Leonardo pega-nos na mão e vai-nos guiando pelas diferentes fases da vida, evidenciando as suas características e, simultaneamente, explicando-nos o que a Vida espera de nós nestas diferentes etapas. Na secção referente à A Alegria, são abordadas a infância, a puberdade e a maturidade. Em A Dor, deparamo-nos com a finitude da vida, com a morte e com as diversas dores de crescimento inerentes a cada estádio. Na última parte da obra, A Graça, surge a compreensão de que a sucessiva superação de cada dor de crescimento, nos eleva de tal forma que nos chega a libertar. Parece-me que, também, a própria obra está construída em conformidade com aquela que é a visão de Leonardo sobre a trajetória ascensional da alma e, como tal, o texto vai ganhando cada vez mais densidade e profundidade à medida que as páginas se vão acumulando.

Começando por A Alegria, explica-nos Leonardo que a infância é como se fosse o raiar de um dia que, por sua vez, pode ser entendido como a primeira alegria que o Homem pode ter. Alegria porque as vidas não despertam, renascem; e eis porque cada alvorada é inédita, sem par. (Coimbra, 2006, pp. 45) Com a infância, diz-nos Leonardo, é muito evidente que há uma parte da origem incluída em nós e, portanto, é dever de cada um saber preservar a essência desta fase da vida a fim de que esta esteja sempre presente. Que essência é esta? A pureza de olhar, sentir, pensar e criar. Desta forma, será possível melhor compreender a Beleza dado que estaríamos em condições de produzir sensações – o corpo da beleza – mais fidedignas.

A Alegria de Viver, de Robert Delaunay (1930).

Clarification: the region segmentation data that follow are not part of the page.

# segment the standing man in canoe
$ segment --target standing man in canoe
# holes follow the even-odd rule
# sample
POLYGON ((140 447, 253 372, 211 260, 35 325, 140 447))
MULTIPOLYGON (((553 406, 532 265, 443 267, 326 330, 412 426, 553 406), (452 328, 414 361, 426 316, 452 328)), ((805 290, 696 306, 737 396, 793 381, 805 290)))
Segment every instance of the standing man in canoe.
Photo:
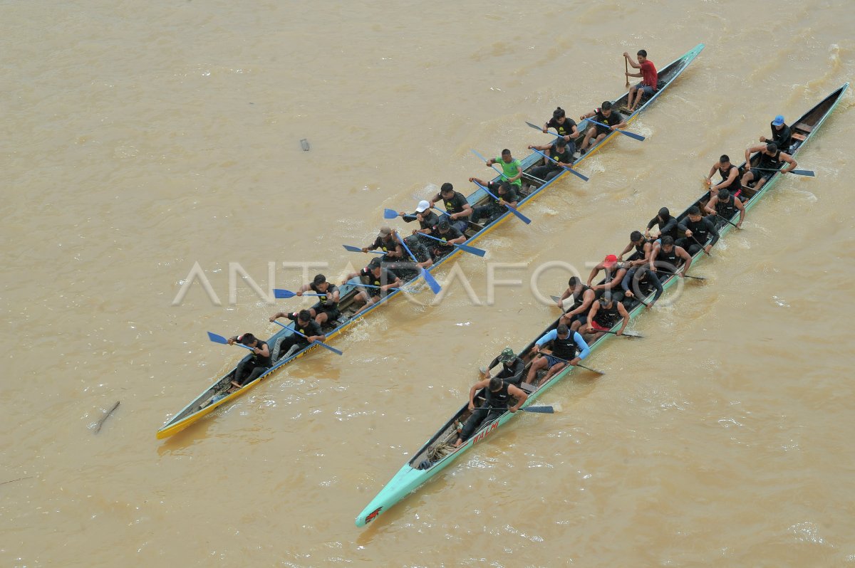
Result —
MULTIPOLYGON (((294 329, 307 336, 292 333, 287 337, 284 337, 279 344, 279 355, 277 360, 287 359, 292 354, 299 351, 309 343, 315 341, 327 341, 327 336, 321 331, 321 325, 312 319, 312 314, 309 310, 300 310, 299 312, 276 312, 270 316, 270 321, 274 321, 279 318, 287 318, 294 322, 294 329)), ((274 349, 275 350, 275 349, 274 349)))
POLYGON ((793 141, 793 132, 790 127, 784 123, 784 115, 775 116, 775 120, 769 123, 769 126, 772 129, 772 138, 767 138, 765 136, 761 136, 760 142, 767 143, 771 142, 778 148, 789 149, 790 143, 793 141))
MULTIPOLYGON (((401 278, 385 268, 379 258, 371 259, 369 266, 358 272, 348 274, 341 284, 347 284, 348 280, 357 276, 359 277, 363 284, 374 286, 373 288, 363 288, 355 298, 355 300, 364 303, 366 307, 380 302, 380 297, 385 296, 386 292, 389 291, 390 288, 398 288, 402 284, 401 278)), ((321 339, 321 341, 323 340, 321 339)))
POLYGON ((445 182, 439 188, 439 193, 430 200, 430 206, 433 207, 440 200, 448 212, 448 215, 442 216, 443 219, 450 219, 451 223, 463 234, 469 225, 466 218, 472 214, 472 206, 466 200, 466 196, 455 191, 454 186, 445 182))
POLYGON ((563 138, 556 138, 555 143, 551 144, 529 146, 528 149, 539 149, 541 152, 546 152, 549 157, 555 160, 555 161, 552 161, 552 160, 544 158, 543 161, 545 163, 543 166, 533 167, 531 174, 535 178, 549 181, 563 173, 564 167, 573 167, 573 155, 568 149, 567 142, 563 138))
POLYGON ((339 312, 339 300, 340 300, 339 287, 332 282, 327 282, 326 276, 323 274, 316 275, 311 284, 300 286, 300 289, 297 290, 297 296, 303 296, 304 292, 309 290, 312 290, 315 294, 324 295, 318 296, 317 303, 309 308, 309 313, 319 325, 323 325, 327 321, 333 321, 340 315, 339 312))
POLYGON ((390 227, 380 227, 377 238, 371 243, 371 246, 363 247, 363 252, 367 253, 369 250, 377 250, 378 249, 386 253, 380 257, 383 262, 394 262, 404 257, 404 249, 392 234, 390 227))
POLYGON ((751 155, 754 152, 760 152, 760 161, 758 163, 757 167, 746 170, 742 174, 742 185, 748 187, 750 183, 757 180, 757 184, 754 184, 755 191, 759 191, 763 184, 766 183, 766 180, 776 171, 781 170, 781 173, 789 173, 799 165, 789 154, 781 152, 777 144, 769 143, 746 149, 746 167, 751 165, 751 155), (781 166, 784 163, 787 164, 788 167, 781 170, 781 166))
POLYGON ((582 114, 580 117, 582 120, 591 118, 600 124, 604 124, 605 126, 595 124, 592 125, 592 126, 587 129, 587 132, 585 132, 585 139, 582 140, 582 145, 579 148, 581 154, 584 154, 587 151, 587 147, 591 143, 591 138, 594 136, 597 138, 594 139, 593 143, 597 143, 604 138, 607 134, 610 134, 610 132, 620 128, 625 128, 627 126, 627 123, 623 119, 623 115, 617 112, 617 109, 612 108, 610 101, 603 101, 603 104, 599 108, 594 108, 587 114, 582 114))
POLYGON ((258 339, 251 333, 229 337, 227 343, 229 345, 239 343, 241 345, 252 348, 252 353, 244 357, 234 368, 233 387, 239 389, 245 384, 249 384, 264 374, 264 372, 273 365, 270 348, 268 347, 267 342, 258 339))
POLYGON ((639 50, 637 55, 639 61, 636 62, 633 61, 628 53, 626 51, 623 52, 623 56, 629 61, 629 67, 640 70, 640 73, 629 73, 628 71, 625 73, 627 77, 641 78, 641 81, 638 85, 629 87, 629 97, 627 98, 627 102, 629 103, 628 108, 630 113, 635 112, 635 108, 641 102, 643 96, 646 95, 648 97, 651 97, 659 89, 659 73, 657 73, 653 61, 647 59, 647 50, 639 50), (633 97, 634 97, 634 101, 633 97))
POLYGON ((540 356, 534 359, 528 367, 528 375, 526 377, 528 384, 532 384, 540 369, 549 369, 541 380, 541 383, 545 383, 568 365, 579 364, 591 353, 582 337, 575 331, 570 331, 563 324, 545 333, 534 343, 532 351, 540 356), (550 352, 540 353, 540 348, 547 343, 550 344, 550 352))
POLYGON ((526 403, 528 398, 528 395, 524 391, 510 383, 503 381, 498 377, 478 381, 469 389, 469 411, 472 414, 466 420, 463 430, 457 435, 457 442, 454 444, 454 447, 460 448, 464 442, 475 433, 475 430, 478 430, 481 424, 492 422, 504 414, 505 411, 516 413, 519 410, 520 407, 526 403), (485 407, 475 408, 475 393, 481 389, 486 389, 485 407), (508 404, 510 402, 511 396, 516 397, 516 404, 509 407, 508 404))
MULTIPOLYGON (((575 121, 567 117, 567 113, 561 107, 552 111, 551 118, 543 126, 543 133, 546 134, 550 128, 554 128, 559 136, 564 137, 564 142, 575 140, 579 138, 579 129, 576 128, 575 121)), ((531 146, 528 147, 529 149, 531 146)), ((575 148, 575 145, 574 145, 575 148)))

WikiArt

À infância segue-se a puberdade. Explica-nos Leonardo que a puberdade é uma nova fase que, naturalmente, vai causar algum desconforto, não só pelas sensações que se vão complexificando, mas também pelos novos impulsos que vão surgindo, nomeadamente os relativos à afirmação do eu, como por exemplo, a pulsão amorosa. Ainda assim, será deste desconcerto que é possível um reencontro com a Alegria da infância, já que o Amor é um ideal de interpretação da Beleza (Coimbra, 2006, pp. 66). Mais: é na puberdade que começa a surgir o instinto unificador (Coimbra, 2006, pp. 49), que pode traduzir-se na necessidade de estar junto dos pares e da procura de uma relação amorosa cuja busca pelo prazer deverá ser relegada para um segundo plano, dando espaço para que a Alegria se possa manifestar, expressando o vigor que o reconhecimento da Unidade traz.

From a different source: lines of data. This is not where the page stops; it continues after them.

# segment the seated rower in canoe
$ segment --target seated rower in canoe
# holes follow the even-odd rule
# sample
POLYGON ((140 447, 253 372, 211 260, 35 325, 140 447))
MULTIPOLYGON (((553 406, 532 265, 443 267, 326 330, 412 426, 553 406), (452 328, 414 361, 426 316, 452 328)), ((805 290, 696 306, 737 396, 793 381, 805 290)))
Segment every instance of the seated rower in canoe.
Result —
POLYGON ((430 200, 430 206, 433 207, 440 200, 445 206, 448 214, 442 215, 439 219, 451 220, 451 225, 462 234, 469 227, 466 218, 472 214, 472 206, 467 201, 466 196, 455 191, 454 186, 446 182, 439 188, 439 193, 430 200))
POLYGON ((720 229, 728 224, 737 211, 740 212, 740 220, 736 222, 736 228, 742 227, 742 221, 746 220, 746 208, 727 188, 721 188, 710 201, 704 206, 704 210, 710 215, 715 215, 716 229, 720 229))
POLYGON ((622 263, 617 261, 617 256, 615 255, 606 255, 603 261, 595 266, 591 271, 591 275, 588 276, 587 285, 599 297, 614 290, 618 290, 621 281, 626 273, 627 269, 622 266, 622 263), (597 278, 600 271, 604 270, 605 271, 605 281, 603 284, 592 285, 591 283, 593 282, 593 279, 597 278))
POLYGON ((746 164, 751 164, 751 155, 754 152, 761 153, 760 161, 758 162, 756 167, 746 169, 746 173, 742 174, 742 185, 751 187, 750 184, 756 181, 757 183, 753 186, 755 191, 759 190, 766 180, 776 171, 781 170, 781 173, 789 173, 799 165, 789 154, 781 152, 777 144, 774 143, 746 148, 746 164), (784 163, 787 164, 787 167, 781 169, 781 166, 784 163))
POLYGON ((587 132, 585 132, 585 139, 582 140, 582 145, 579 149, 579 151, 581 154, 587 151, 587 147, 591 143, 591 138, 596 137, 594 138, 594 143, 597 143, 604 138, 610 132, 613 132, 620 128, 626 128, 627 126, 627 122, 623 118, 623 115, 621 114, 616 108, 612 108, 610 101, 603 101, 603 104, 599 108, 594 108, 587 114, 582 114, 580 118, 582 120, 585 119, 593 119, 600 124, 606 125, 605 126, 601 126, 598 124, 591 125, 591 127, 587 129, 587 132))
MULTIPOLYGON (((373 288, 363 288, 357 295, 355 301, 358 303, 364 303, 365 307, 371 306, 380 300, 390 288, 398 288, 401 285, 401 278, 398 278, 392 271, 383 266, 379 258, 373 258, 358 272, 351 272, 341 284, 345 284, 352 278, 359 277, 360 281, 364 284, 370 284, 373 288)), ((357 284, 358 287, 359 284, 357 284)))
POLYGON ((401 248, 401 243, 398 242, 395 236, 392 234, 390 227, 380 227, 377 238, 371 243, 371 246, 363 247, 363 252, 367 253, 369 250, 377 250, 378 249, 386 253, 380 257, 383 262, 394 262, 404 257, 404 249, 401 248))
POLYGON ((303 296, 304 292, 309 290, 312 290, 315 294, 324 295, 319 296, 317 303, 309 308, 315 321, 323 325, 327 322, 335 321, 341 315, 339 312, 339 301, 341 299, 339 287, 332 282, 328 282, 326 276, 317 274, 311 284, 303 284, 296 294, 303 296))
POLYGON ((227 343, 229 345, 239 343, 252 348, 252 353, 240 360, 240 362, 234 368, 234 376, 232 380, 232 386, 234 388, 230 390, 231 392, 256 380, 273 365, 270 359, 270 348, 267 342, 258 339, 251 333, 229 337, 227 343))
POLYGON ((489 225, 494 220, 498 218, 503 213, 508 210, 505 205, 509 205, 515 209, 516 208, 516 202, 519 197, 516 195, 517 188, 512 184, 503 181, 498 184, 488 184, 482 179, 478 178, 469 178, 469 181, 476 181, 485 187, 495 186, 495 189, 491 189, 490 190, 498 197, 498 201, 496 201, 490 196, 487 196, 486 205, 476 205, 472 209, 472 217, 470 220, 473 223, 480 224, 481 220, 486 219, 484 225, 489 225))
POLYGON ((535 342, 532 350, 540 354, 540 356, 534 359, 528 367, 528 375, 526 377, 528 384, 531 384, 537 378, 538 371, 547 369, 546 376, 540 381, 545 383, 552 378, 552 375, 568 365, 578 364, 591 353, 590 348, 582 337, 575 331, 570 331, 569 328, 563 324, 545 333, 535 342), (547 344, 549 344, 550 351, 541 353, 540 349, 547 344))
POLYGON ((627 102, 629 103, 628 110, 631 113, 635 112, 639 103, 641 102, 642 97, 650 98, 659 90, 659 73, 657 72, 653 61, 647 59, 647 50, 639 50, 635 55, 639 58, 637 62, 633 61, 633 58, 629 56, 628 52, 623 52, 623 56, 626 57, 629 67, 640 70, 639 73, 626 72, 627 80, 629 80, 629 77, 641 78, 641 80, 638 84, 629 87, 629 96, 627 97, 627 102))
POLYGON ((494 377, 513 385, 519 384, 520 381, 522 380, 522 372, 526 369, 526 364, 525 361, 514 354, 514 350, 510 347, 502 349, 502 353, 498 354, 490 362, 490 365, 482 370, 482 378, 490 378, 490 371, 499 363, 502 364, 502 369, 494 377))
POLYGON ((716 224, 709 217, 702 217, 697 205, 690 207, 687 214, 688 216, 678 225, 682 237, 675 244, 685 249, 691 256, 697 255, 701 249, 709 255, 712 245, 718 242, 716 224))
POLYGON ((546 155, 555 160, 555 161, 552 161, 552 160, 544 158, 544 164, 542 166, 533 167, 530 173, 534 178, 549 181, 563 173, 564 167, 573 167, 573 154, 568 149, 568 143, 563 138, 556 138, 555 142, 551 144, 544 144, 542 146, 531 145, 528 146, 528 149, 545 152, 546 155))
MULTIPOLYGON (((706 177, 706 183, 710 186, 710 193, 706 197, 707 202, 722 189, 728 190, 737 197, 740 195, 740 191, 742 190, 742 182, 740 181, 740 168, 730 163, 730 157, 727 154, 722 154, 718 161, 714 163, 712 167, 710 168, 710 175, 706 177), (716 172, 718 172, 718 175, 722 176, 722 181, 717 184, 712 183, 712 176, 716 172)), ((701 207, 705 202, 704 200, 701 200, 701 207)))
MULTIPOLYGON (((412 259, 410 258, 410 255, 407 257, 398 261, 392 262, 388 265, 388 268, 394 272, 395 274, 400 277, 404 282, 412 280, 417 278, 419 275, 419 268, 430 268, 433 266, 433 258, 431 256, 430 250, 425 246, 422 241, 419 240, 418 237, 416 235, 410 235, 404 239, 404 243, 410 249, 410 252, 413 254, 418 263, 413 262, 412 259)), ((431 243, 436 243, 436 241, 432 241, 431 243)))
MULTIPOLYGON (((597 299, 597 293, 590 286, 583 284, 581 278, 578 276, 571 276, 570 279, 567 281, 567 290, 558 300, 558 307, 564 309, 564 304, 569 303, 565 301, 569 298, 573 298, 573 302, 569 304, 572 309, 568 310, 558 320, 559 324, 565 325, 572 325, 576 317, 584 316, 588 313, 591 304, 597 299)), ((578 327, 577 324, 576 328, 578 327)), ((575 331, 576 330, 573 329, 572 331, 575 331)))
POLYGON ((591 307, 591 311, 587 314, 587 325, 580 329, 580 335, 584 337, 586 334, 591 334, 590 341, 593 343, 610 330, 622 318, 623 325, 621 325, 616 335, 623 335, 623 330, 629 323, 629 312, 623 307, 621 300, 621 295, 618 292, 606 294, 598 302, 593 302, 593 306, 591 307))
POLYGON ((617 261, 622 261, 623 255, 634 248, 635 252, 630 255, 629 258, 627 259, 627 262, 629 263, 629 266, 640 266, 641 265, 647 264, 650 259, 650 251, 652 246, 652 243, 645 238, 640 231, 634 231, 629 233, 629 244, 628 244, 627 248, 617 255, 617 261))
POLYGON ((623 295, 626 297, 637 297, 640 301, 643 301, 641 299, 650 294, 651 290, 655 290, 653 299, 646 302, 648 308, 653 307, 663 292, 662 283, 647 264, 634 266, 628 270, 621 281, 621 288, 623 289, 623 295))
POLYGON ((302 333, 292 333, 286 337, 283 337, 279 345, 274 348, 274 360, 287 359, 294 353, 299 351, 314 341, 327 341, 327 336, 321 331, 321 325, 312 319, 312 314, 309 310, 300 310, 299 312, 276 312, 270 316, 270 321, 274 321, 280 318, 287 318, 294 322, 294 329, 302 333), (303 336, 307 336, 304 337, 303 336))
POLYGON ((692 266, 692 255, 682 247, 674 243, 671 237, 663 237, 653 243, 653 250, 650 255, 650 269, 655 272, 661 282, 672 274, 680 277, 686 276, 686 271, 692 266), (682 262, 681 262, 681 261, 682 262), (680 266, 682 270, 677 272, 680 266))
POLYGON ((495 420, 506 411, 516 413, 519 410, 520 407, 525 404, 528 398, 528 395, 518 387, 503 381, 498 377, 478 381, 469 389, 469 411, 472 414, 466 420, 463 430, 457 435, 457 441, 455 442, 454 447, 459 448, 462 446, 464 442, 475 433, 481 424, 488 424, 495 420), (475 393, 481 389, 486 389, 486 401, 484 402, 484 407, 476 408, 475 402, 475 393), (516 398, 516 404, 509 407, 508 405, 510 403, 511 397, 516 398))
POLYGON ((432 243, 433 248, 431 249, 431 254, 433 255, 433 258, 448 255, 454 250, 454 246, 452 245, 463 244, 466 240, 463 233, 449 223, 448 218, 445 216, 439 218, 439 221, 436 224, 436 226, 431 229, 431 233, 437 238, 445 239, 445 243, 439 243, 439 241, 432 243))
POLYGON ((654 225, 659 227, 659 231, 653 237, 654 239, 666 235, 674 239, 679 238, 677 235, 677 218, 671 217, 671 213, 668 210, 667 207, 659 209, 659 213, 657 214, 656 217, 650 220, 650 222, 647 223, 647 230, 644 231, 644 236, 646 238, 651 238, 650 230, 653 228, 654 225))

Por fim, surge a idade adulta, momento associado com a família. O Homem quererá um local onde possa mostrar a sua autenticidade e sentir o Amor de uma forma muito mais verdadeira. Sob a perspetiva de Leonardo, a família é esse sítio e, como tal, é uma fonte de Alegria bem insubstituível (Coimbra, 2006, pp. 91). Leonardo acaba por valorizar, parece-me a mim, muito mais a família que poderemos constituir do que a aquela da qual somos provenientes e, como tal, creio que alude ao sentimento de pertença que todos precisamos de sentir enquanto seres humanos. Isto é, todo o Homem necessita de um núcleo onde possa viver o seu verdadeiro eu de forma genuína, e, a este sítio dar-se-ia a designação de família. Com isto em mente, também me parece que Leonardo apresenta uma visão muito profunda e ampla daquilo que significa família.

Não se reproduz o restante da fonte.